Well it wouldn't be that big of a deal to see him drop out of the top five, in my eyes he's already 6th. Rua, Machida, Evans and Anderson Silva are allready locked up ahead of him.  But who is going to over take him? 

Jon Jones...likely
Forrest Griffin...doubt it
Little Nog...not after that "win"
Mousasi...not likely 
King Mo...might get a Strikeforce token bump
Luiz Cane...nope
Rich Franklin...would anyone believe it even if it happened

The way the top ten is in the Light Heavyweight Division he's going to need to take atleast two more major loses and someone making a big run like Hamill, Diabate or Bader to take him out of the top ten.


----------



## RoBuc (Apr 1, 2010)

marcthegame said:


> Rampage is a fighter, last night he had evans beat he just took his foot off the pedal. Pus I don't see anyone keeping rampage on the floor and submitting him. He has never been summited. MMA is a ego game, if u really want a win u gotta KO,Submit or TKo ur opponent. Every fighter has there style I tihkn Rampage knows his style and his weakness and can survive on the ground. Every Champ has either won the title by knockout or has lost by knockout.

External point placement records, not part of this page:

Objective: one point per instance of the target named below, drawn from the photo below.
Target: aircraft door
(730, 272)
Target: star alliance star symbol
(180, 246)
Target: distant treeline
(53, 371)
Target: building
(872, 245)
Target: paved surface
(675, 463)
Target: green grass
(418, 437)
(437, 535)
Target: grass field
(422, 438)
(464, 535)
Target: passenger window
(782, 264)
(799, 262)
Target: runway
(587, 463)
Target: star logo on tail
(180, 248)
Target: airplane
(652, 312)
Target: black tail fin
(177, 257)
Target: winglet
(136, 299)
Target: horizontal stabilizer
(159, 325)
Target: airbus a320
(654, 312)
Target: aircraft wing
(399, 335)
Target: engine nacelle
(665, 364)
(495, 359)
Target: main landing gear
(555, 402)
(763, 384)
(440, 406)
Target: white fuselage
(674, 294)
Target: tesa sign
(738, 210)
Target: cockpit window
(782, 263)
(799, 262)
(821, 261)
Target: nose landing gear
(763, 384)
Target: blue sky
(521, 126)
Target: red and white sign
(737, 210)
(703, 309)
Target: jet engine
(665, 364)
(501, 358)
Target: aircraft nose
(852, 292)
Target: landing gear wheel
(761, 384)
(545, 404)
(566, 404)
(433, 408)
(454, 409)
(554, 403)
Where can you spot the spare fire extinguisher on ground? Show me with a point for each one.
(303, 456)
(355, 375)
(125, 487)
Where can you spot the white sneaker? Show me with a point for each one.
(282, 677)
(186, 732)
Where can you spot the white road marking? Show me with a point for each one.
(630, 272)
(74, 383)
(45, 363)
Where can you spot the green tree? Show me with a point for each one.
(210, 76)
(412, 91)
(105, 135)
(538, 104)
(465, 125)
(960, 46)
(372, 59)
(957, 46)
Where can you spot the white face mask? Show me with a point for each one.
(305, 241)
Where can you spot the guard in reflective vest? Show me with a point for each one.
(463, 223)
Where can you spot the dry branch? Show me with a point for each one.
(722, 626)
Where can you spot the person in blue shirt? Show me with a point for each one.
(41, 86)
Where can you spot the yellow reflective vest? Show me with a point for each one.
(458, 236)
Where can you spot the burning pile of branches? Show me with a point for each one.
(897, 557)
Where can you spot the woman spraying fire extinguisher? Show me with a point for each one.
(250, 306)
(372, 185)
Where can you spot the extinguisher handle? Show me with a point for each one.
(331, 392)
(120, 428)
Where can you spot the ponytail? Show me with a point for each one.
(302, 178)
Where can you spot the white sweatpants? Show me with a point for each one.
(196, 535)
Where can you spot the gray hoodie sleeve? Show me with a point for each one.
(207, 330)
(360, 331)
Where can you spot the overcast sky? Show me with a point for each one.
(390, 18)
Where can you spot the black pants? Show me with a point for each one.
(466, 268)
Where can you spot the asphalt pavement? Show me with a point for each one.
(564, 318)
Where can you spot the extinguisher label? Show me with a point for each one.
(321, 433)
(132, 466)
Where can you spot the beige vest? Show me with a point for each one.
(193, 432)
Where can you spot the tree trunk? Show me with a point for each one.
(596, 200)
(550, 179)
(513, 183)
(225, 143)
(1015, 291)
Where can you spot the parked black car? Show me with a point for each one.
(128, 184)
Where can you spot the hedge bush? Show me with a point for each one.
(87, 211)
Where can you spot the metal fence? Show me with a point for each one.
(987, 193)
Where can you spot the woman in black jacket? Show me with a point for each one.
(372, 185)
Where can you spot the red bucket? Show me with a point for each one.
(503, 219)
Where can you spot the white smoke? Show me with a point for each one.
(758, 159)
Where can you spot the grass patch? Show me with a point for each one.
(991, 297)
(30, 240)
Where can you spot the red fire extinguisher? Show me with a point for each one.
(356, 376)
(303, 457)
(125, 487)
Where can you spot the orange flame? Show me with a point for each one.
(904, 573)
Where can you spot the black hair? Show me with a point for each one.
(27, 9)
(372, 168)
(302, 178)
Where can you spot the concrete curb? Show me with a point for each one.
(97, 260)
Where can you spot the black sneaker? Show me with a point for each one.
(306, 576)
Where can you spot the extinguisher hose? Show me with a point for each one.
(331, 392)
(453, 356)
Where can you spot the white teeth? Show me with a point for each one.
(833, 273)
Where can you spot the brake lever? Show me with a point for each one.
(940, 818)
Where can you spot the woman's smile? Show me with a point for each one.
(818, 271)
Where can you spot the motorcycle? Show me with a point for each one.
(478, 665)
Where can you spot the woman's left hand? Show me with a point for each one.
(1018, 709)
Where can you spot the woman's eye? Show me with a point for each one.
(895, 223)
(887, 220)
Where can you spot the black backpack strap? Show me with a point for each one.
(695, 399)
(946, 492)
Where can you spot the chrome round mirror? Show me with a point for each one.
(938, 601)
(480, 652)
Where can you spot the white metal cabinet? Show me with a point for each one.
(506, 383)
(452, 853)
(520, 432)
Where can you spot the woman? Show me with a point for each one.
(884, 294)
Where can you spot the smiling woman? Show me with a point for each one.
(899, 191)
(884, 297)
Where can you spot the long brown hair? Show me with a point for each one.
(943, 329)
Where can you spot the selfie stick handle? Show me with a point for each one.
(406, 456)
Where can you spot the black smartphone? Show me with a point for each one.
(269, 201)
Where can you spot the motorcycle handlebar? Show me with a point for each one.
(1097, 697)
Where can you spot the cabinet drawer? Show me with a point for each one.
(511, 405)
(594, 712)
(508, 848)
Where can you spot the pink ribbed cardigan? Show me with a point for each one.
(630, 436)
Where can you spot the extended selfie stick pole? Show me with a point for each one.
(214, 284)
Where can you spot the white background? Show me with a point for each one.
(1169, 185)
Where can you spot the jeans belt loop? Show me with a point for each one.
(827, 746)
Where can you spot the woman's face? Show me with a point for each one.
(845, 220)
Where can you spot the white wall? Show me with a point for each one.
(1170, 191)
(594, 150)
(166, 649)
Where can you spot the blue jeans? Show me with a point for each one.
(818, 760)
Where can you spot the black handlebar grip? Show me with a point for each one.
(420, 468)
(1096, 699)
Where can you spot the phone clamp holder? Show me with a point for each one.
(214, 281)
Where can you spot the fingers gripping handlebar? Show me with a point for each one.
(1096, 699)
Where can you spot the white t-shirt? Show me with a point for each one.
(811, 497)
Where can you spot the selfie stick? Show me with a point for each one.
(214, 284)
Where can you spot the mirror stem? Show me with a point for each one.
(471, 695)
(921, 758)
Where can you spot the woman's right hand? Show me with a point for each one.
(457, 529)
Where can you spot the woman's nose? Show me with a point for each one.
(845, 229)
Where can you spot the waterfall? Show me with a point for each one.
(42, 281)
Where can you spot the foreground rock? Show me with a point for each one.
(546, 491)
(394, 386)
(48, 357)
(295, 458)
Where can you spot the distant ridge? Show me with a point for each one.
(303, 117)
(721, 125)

Saku subbed Rampage in Pride


----------



## Dtwizzy2k5 (Jul 7, 2008)

While the article raises some valid points and I agree that Rampage will probably never be champion again, the article is a bit harsh on Rampage. Lets face some facts here, if Rampage landed those shots he wiffed on Rashad when he knocked him out he could have easily won by TKO in the third round. Also if the fight was 5 rounds im not so sure Rashad could have avoided Page's heavy hands for much longer. 
Even still Rampage lost a close decision and is still one of the best LHWs in the world.


----------



## streetpunk08 (Jul 15, 2006)

I agree with the article in the OP and it has almost nothing to do with his performance in the Rashad fight. Look at how he looked in the Forrest fight, the Jardine fight, and the Rashad fight (he barely did anything in the Wanderlei fight since it ended so quickly). All of those fights he's been so blatantly obvious to his approach. Even in his striking he's so one dimensional, he doesn't throw good combinations anymore, he doesn't set his punches up, all he does is sit back and wait to throw the uppercut or left hook, thats all he does anymore and everyone knows it. Rashad is too smart of a fighter to get caught with the one big punch becuase he can see it coming from a mile away, everyone can, its the only thing Rampage uses or throws. In hindsight the Wanderlei win may have been a bad thing since getting the quick KO cemented in his mind that that's all he needs to do, sit back and throw the left hook or uppercut and it'll be a KO victory, too bad in 2010 MMA is alot more evolved and these guys arent gonna stand there in front of you like Wand did. He needs to really go back to boxing instead of just punching and looking for the 1 punch KO and use his wrestling to mix things up and keep his opponenst off balance. Rampage has the talent to maybe get the belt again but he's so weak mentally and in his training that unless something drastic happens, I dont think he will ever sniff the belt again and I pray he doesnt fight Anderson.


----------



## Life B Ez (Jan 23, 2010)

Has everyone forgotten that Rampage out grappled and out wrestled one of the best in MMA when he beat Henderson? Page has the ability to win another title, it's just a matter of if he has the drive to.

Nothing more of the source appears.